RELATED: The Fortune Interview: Larry Summers

On that latter basis, Harvard has been a virtual trainwreck. Its five-year annualized performance is 1.7%. For context, Harvard is the only one of the 25 largest U.S. college or university endowments to have returned less than 2% over that time period, with the next closest being Cornell University at 2.2%. Moreover, investment advisory firm Wilshire Associates reports a median five-year return of 3.38% for the 17 schools within its database that have endowments larger than $500 million (Harvard is not believed to be included in that sample).

No wonder the “Investment Return” chart in Mendillo’s letter was missing a certain time period:

Equally notable is that the five-year period matches up exactly to when Mendillo took over as CEO, on July 1, 2008. To be sure, she inherited the portfolio just months before Lehman Brothers collapsed, and most of the fiscal 2009 return of negative 27.3% can be pinned on her predecessor Mohamed El-Erian (now CEO of PIMCO).

That said, other endowments also had to weather the financial crisis. Moreover, Harvard’s more recent returns also aren’t much to write home about. It’s three-year figure ranks 20th in our group, and its one-year return ia easily in the bottom half.

Those close to the situation offer three defenses for Harvard’s sub-par performance:

1. The larger you are, the harder it is to outperform.

2. Harvard has much less exposure to domestic public equities than do many other endowments, which have been able to ride the recent bull run.

3. Harvard has a particularly large slug of illiquid assets, some of which it felt compelled to sell at deep discounts during the financial crisis. Those sales continue to be a drag on five-year returns.

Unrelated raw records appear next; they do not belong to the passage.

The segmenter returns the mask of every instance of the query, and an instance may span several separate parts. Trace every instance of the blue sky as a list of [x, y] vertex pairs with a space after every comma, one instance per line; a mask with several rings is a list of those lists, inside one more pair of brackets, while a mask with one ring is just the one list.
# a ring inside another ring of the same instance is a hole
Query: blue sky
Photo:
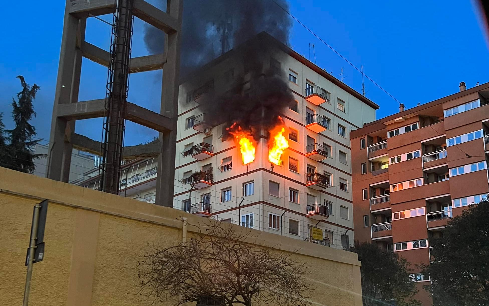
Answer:
[[[263, 0], [269, 1], [270, 0]], [[290, 13], [406, 107], [415, 106], [458, 90], [489, 82], [489, 52], [475, 2], [468, 1], [372, 1], [288, 0]], [[154, 2], [153, 0], [149, 1]], [[30, 2], [31, 3], [29, 3]], [[33, 120], [38, 136], [48, 139], [63, 29], [65, 1], [7, 1], [0, 19], [0, 112], [11, 127], [12, 97], [20, 91], [21, 74], [41, 87]], [[104, 16], [109, 20], [110, 16]], [[110, 27], [91, 18], [86, 40], [108, 49]], [[143, 22], [136, 20], [133, 56], [148, 54], [143, 43]], [[361, 91], [361, 75], [301, 25], [294, 22], [293, 48]], [[131, 75], [129, 101], [159, 110], [161, 84], [158, 72]], [[84, 59], [80, 101], [103, 98], [107, 69]], [[377, 118], [398, 111], [399, 104], [365, 80], [366, 96], [380, 106]], [[77, 122], [77, 132], [99, 140], [101, 119]], [[126, 144], [133, 145], [156, 135], [143, 127], [128, 124]]]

Unfortunately, each of those arguments are easily countered. First, Harvard has always been the nation’s largest endowment — but it had little trouble outperforming in the past. For example, through June 30, 2012 it ranked #5 over a 20-year period.

RELATED: Harvard endowment’s private equity future

Second, it certainly is true that Harvard’s rank has slipped due to its relative dearth of public equities. But other schools with even smaller public equity allocations — such as Yale — have performed much better. Moreover, it is no secret that more and more endowments have been adopting the “Yale model” of allocation, which means that public equity holdings actually have been decreasing over time, not increasing, in the broader endowment world.

Third, Harvard has actually increased its target exposure to illiquid assets over the past five years, including in private equity and real estate. So not only did current management approve the secondary sale (arguably too soon), but it also may be setting itself up for a similar liquidity crunch were the economy to tank again.

None of this, however, seems to be worrying the HMC board of directors. Or at least not openly.

“I think that the team Jane has put in place is prepared to be very successful, and that we’ll look back in five years and think she’s done a terrific job,” says HMC director Glenn Hutchins, co-founder of private equity firm Silver Lake.

Mendillo was not made available for this story.